I've argued before that there's a certain sort of opulent movie that MGM was quite good at making. An excellent example of this is Mrs. Parkington.
Greer Garson plays Mrs. Susie Parkington, a widow living in a big house in New York City in 1938, complete with servants and the works. It's Christmas Eve, and she's brought together all of her descendants to come celebrate the holiday with her. Her daughter Alice (Gladys Cooper) is stuck up and doesn't like the children caroling outside her house or her Mom's dogs. Her grandson-in-law Amory Stilham (Edward Arnold) is a businessman with two adult kids, Jack (Dan Duryea) and Jane (Frances Rafferty), who is about to be engaged to be married to Ned (Tom Drake). Amory's wife has a sister Madeleine (Lee Patrick), who has gotten serially married, currently to rancher Al Swann (Rod Cameron).
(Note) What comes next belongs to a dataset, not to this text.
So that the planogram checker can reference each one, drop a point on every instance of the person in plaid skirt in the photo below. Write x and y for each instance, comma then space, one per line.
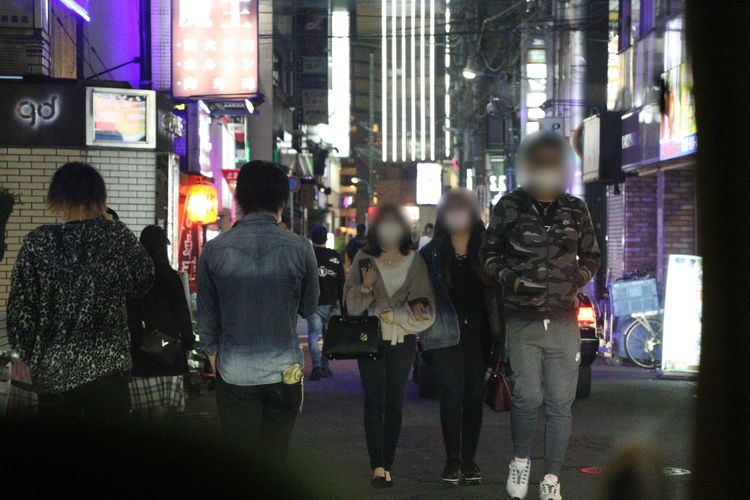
157, 390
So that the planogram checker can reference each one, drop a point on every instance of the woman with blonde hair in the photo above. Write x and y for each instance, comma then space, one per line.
66, 308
Most of the relatives don't care much for the matriarch, only for her money; the exception is Jane.
So when Jane tells her great-grandmother that she's planning to elope with Ned, Susie starts thinking back to when she got married.... She was living out in Leaping Rock, Nevada, as the daughter of a woman who runs the local rooming-house, which serves as the place where a bunch of workers at the silver mine live. That mine is owned by Maj. Augustus Parkington (Walter Pidgeon), who is a bold risk-taker as a businessman, skimping on mine safety to get the silver out more quickly. Sure enough, a mine accident kills not just the workers but Susie's mom, so the major marries the orphaned Susie and brings her back to New York.
There, Parkington builds Susie a big house and introduces her to the Baroness Aspasia Conti (Agnes Moorehead), who loved Augustus in the past and, as a companion to him, helps Susie adjust to her new life. It's a difficult life for her, as the members of the Four Hundred, the social elite in New York, blackball Augustus for his actions in the Civil War that killed an ancestor of one of the Four Hundred, as well as his business practices.
Those business practices have continued to the present day; even though Augustus is long dead, Amory has been running the family business and speculating with the business itself, to the point that he's lost some $30 million that he's not going to be able to replace. The auditors are going to find the hole, arrest Amory, and bring shame to the Parkington family. In fact, that's why Ned wants to elope with Jane: he's seen Amory's criminal actions, and doesn't want to have to testify, thereby hurting his wife-to-be.
The financial hole could be plugged if the company could float an issue with Mrs. Parkington's fortune, but when she puts it to a vote of the other heirs, they all say no, because they want to keep their inheritance. It prompts Susie to have another flashback to the time when she finally reformed her husband's own shady business practices, as well as to a time after her son's death when it seemed another woman might take Augustus away from her.
Mrs. Parkington is a workhorse of a movie, taking a fairly familiar story idea -- the elderly person looking back at his or her very eventul life -- and imbuing it with all the class MGM could bring to it. Walter Pidgeon especially, and to a lesser extent Garson, were solid if unspectacular actors who could take this sort of material and make a professional, quality product. Both leads are the sort of actor it can be a bit hard to warm up to, not because of anything bad they're doing but because they're working with material that's really of its time. Everybody else is frankly much too old to be playing the characters they are, at least if you believe the opening that implies Mrs. Parkington is in her 80s, but they all do well enough, Arnold taking the honors among the supporting roles. But it's Greer Garson's movie all the way, even more than Pidgeon's.
Mrs. Parkington is available on DVD courtesy of the Warner Archive.